There wouldn't ordinarily be any use describing color to a blind man, so I would simply give the simplest definition I could:
"Color is the term for our perception of waves from a certain part of the electromagnetic spectrum. A different wavelength registers differently in our eye, though the circuitry of our eye is such that the information it receives is adjusted before and during its course through the brain."
(Having studied some neurology I could go on for hours but I know this isn't what you're looking for.)
To describe it in a 'meaningful' way would require experiential knowledge- thus this is the subject of a popular paradox.
Still, it'd be interesting to see if anybody here can make headway on this. Philosophers have been trying to make headway for decades, if not millenia.
Well i kinda wasn't thinking about describing it in the scientific way, but describing it in the way that we commonly think of colors...Do you think it is possible to describe colors (not scientifically) to a blind man?
See, there should be something to put in a blind mans head where the eye's receptors connect, and from there start images. Therefor, you don't need the eye, you've got an HD-DVD set built in your head.
[As meaningful as it gets. I'm gone from this thread xP]
Noo, armed, come back, you don't realise what you just said!
Bionics is working its way up in that we are gaining understanding of how the various systems in the brain work. In particular, we've managed to create a function bionic limb, which connects directly to the motor cortex, because we understand how it maps.
With furthe understanding of how neurocircuitry forms and changes, we could possibly develop bionic anything (well, nearly anything). What you said actually makes some sense- in that it may be possible to give vision to blind people (depending right now on whether the fault is in the eye or in the neurocircuitry itself), and maybe even to enhance vision in seeing people.
Still a coulpa decades off, that, but it's definitely on the cards!
Well, it's pretty clear that orange is very smooslish, while green is much more clanduct. Of course, everyone know that red is just plain giggidy. Some colors do have a touch of glantor, though.
Moe, i don't get it...are you saying that trying to describe color to a blind man would be like speaking gibberish? I'm saying this because none of those words you used to describe the colors is in the dictionary
I think describing color to anyone would be like speaking gibberish. Honestly describing any mental state or perception just totally breaks down, in my opinion. But I'm one of those crazy clowns who still reads Wittgenstein.
I think words come with sensations for blind people. I mean, if your other senses are how you "view" the world, then maybe it isn't illogical to think that with a better perspective on blindness, a seeing person could describe green by using a series of words that have a particular feeling to them, or sentiment, or texture. The only problem is, we the seeing have no concept of word texture (not in the same way the blind do, unless you have synaesthesia :P) Oh, wait, yeah. Just get synaesthetics to describe green to the blind; some of them experience color through other senses anyway.
One of my classmates is a pianist with synaesthesia, and he says certain notes are connected to certain visions, be they color or image or some combination. Pretty cool.

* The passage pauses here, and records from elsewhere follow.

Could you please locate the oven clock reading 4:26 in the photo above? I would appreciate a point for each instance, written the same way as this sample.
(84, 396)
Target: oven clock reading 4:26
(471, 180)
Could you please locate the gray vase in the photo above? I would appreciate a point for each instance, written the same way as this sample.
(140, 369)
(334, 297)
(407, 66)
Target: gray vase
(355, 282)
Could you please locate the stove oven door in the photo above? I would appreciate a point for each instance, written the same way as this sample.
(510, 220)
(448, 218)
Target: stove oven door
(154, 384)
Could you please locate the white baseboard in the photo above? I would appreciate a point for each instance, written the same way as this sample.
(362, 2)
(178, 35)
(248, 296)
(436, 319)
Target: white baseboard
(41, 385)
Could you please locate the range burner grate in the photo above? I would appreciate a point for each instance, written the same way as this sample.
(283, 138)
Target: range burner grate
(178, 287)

Can someone please explain why we would be explaining colour to a blind person in the first place? If they were born blind, then they wouldn't even know that colour existed unless told about it, and I doubt they would ask since they would never see it. If they were blinded later in their life, most likely they had working eyes before they went blind and saw the colourful world around them. :O For describing colour though, I don't know all these technical words everyone's using, but i'd probably describe the colours to what they would normally relate to, red would be a warm colour, or angry, blue would be cool and such, and so on. No doubt they'd get a good idea of what it would generally 'look' like, or it's presence would have an effect of to someone like in a painting, not general use.